A brief refresher on Greek mythology: Dionysus, the god of pleasure and wine, was the love child of Zeus and all the loose mortals who slept with him—like if John Lennon had bedded all the flower children during The Summer of Love. The Bacchae is the tragic morality tale of what happens when pleasure and freedom are taken to their limit and false prophets are erected in the name of humankind. Dionysus in 69 spins this myth to antagonize the structure of theater: the nudity, the breaking of the fourth wall and the relentless dropping of character were all shocking in 1968, but what the 2012 reenactment lacks in shock, it makes up for in the discomforting recognition of how taboo this all still is in popular theater.
Stories from the original 1968 production, which was mounted at The Performing Garage in Soho (now home to The Wooster Group), included tales of audience members taking over the show and holding actors hostage. I e-mailed with The Rude Mechs director Shawn Sides and she mentioned that they didn’t expect for contemporary audiences to be as engaged, but were proven wrong.
“Our very favorite story,” Ms. Sides said, “is about the couple that ‘found’ each other during the Total Caress. One of them had come with a different date…they wouldn’t stop humping and rolling around in the middle of the stage for the rest of the play. So the actors had to sort of nudge them off the stage so they could finish the play. The best part of the story is that those two people are still a couple, three years later now.”

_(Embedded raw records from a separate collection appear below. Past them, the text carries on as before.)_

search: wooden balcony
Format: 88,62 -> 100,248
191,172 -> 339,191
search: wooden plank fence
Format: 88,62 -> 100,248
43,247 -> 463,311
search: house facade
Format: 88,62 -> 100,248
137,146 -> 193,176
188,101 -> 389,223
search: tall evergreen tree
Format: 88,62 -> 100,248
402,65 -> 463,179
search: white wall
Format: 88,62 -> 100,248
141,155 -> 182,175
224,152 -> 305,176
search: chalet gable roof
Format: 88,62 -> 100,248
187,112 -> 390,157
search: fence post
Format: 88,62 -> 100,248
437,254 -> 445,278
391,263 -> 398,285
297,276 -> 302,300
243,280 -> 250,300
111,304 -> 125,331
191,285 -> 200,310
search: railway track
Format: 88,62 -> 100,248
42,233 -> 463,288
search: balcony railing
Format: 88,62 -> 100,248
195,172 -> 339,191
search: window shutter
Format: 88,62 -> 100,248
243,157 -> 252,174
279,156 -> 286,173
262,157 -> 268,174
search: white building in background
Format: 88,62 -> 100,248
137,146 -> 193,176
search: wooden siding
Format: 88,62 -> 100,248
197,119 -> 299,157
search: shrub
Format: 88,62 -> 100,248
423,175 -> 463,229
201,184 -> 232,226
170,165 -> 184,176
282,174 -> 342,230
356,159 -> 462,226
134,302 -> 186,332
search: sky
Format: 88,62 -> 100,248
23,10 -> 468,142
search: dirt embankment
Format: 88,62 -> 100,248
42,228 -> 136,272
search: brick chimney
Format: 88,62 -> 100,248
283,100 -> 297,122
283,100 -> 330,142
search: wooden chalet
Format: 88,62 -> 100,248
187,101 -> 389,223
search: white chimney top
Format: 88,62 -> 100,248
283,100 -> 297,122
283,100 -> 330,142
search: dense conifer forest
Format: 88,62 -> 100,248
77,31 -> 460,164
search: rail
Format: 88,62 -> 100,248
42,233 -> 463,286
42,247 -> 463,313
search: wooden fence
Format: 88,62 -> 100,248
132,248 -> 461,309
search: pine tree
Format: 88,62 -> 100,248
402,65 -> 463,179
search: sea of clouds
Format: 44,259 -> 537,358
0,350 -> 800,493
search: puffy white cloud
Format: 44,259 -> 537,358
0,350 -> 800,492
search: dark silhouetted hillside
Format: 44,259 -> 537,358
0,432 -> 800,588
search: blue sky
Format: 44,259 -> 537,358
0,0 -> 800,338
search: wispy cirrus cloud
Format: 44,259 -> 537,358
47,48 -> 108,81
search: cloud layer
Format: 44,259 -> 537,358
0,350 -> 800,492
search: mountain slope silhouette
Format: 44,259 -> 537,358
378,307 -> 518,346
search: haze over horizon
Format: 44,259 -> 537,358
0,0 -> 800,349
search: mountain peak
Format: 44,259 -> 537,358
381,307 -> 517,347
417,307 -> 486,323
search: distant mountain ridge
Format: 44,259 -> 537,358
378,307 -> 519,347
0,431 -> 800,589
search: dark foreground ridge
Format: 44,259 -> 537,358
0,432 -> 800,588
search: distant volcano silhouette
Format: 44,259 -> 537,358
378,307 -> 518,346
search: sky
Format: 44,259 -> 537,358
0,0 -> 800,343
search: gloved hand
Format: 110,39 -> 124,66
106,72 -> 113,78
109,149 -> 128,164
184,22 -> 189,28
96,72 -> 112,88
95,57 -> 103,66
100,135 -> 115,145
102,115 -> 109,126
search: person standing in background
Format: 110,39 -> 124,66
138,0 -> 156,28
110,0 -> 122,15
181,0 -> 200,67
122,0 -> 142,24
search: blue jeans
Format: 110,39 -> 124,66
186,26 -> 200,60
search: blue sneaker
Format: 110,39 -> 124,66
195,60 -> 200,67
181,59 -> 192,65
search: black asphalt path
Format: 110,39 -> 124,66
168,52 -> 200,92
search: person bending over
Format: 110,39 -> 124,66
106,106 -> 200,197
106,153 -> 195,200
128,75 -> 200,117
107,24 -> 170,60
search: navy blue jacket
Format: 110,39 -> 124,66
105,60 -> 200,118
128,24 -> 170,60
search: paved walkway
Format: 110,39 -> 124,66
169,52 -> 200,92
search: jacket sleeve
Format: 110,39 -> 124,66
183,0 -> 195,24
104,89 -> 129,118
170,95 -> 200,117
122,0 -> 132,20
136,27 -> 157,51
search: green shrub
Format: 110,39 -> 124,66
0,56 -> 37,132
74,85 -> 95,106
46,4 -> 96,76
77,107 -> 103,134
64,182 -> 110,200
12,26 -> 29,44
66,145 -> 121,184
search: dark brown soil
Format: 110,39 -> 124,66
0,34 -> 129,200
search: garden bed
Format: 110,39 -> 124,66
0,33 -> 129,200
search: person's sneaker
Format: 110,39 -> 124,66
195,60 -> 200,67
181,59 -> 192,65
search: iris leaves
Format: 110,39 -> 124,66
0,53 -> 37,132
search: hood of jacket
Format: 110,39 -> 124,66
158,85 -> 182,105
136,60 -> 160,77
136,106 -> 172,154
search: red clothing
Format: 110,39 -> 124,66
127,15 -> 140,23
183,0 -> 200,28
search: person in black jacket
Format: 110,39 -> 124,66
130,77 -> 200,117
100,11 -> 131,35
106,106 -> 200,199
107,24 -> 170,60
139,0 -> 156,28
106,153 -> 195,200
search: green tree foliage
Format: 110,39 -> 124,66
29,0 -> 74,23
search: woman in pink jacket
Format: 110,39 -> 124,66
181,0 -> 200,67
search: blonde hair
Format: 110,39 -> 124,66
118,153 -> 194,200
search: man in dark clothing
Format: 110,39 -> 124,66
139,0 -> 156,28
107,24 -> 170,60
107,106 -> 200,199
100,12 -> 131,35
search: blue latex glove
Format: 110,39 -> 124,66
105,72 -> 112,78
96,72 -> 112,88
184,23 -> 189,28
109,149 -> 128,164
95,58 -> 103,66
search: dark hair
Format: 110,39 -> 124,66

No one has yet taken over The Rude Mechs production, but with Schechner’s students at NYU attending the performance, Sides anticipates that it may very well happen during their run at New York Live Arts.

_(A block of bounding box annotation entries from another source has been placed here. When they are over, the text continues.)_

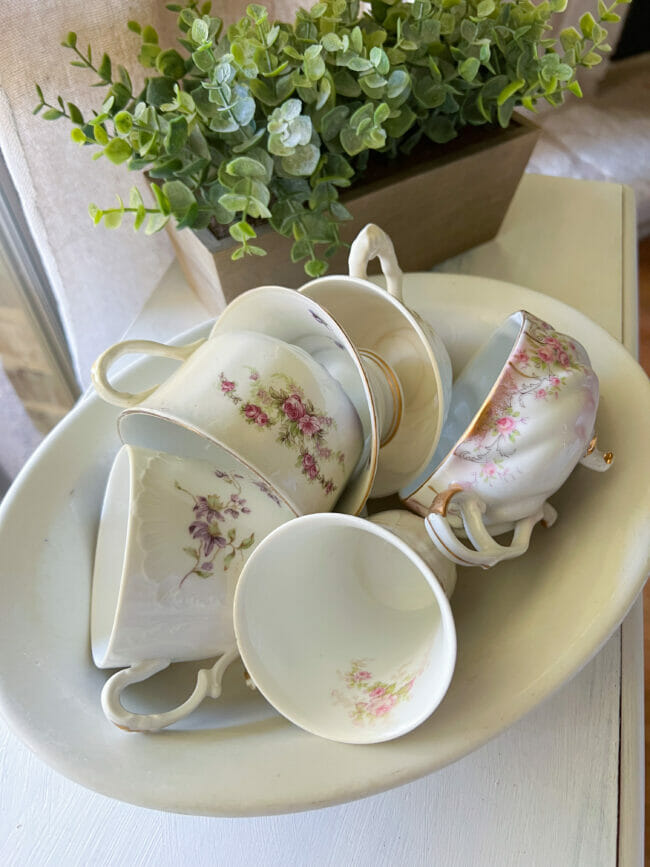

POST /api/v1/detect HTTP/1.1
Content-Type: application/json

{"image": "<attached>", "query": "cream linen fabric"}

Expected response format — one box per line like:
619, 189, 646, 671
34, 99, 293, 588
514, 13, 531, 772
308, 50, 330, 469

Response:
0, 0, 298, 385
0, 0, 622, 385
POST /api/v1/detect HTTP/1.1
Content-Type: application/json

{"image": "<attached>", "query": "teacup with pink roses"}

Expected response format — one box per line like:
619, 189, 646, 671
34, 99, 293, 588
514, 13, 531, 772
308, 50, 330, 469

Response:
93, 330, 364, 514
400, 310, 612, 567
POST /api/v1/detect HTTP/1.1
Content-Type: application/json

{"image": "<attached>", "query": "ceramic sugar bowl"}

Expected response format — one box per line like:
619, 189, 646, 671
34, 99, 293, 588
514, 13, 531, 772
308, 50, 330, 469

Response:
400, 311, 612, 566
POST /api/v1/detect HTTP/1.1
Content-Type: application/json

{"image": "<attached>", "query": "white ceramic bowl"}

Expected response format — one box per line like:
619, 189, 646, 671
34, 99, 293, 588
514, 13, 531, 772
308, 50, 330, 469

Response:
234, 514, 456, 744
0, 274, 650, 816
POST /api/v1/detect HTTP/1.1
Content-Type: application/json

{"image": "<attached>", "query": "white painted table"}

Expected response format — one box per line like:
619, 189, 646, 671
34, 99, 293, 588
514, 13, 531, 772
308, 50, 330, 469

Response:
0, 175, 643, 867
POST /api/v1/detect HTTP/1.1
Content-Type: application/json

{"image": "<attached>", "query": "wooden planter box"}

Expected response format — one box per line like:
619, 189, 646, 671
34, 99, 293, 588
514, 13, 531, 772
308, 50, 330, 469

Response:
169, 118, 539, 314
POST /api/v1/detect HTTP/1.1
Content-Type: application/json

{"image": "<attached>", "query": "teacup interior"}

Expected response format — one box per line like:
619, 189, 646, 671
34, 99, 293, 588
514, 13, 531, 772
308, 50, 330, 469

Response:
410, 313, 523, 490
235, 515, 456, 743
90, 448, 131, 666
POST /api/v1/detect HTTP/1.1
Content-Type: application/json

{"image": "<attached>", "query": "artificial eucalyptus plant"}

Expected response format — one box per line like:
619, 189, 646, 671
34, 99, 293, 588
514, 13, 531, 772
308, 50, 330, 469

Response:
35, 0, 629, 277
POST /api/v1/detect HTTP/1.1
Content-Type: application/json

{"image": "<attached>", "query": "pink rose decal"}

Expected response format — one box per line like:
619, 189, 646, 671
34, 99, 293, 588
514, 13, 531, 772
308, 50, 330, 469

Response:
331, 659, 423, 726
497, 415, 517, 433
298, 415, 321, 437
282, 394, 305, 421
219, 367, 345, 495
302, 452, 318, 479
372, 695, 397, 716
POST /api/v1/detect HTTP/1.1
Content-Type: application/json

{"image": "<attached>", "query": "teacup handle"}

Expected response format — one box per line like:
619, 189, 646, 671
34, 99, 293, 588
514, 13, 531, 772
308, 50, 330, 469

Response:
348, 223, 403, 301
425, 486, 557, 569
90, 338, 205, 406
102, 647, 239, 732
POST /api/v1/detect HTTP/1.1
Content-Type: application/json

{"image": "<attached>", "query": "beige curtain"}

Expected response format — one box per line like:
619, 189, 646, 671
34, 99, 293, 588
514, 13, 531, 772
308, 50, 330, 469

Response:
0, 0, 628, 384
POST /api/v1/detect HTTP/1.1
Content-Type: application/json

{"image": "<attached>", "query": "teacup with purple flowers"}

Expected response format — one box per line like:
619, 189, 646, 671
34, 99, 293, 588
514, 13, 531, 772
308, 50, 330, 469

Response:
91, 446, 296, 731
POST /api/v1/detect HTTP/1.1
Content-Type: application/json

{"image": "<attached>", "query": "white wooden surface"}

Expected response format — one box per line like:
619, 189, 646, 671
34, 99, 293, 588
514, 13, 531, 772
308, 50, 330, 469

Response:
0, 176, 643, 867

At the election night performance I couldn’t take my eyes off the faces of my fellow audience, many of whom ended up on stage for the orgiastic “puppy pile,” rolling over, fondling and kissing each other for a good fifteen minutes. A young girl, who couldn’t have been older than 18, was game for every mildly lewd act, including heavy petting and making out with the actor playing Dionysus. This involvement isn’t manipulative, as most audience participatory acts tend to feel; but as Mr. Schechner would have it, this is what organically happens when ritual is engaged in a space where the division between performer and spectator is fluid.
Transcendence happens in contemporary theater, but mostly we miss it. Either it happens without our knowing or we show up and we don’t know what for. And so it disappears. This makes me think that the tendency of reviving every show that was ever mounted on Broadway over and over again, in every community theater across America, certainly has a value—but a value that has less to do with a dialogue between spectator and performer and more about the American tradition of the 21st century: the commodification of something that isn’t working that deprives the people of participating, of negotiating the complexities of their rights—our Bacchaen proclivity to excess.
Thomas Graves, playing William Finley playing Dionysus bellowed through the bullhorn as he was carried off stage in the play’s final moments, “A VOTE FOR FINLEY IN ’68 BRINGS DIONYSUS IN ’69.” I left the theater to the news that Barack Obama had been reelected as the 44th president of the United States.
Dionysus in 69, playing at New York Live Arts through November 10th, is a reminder of the great forum, of what we can have as a country if we’re willing to let go of everything we’ve previously held as true. Because what happened in 1969 shouldn’t feel so fresh in 2012.
– Adam R. Burnett
Adam R. Burnett is a writer and theatre director/producer living in Brooklyn. He is the lead artist of Buran Theatre who most recently finished a national tour of the original work The House of Fitzcarraldo (published by Indie Theatre Now). His new theatre work NIGHTMARES will premiere at The Brick in January 2013.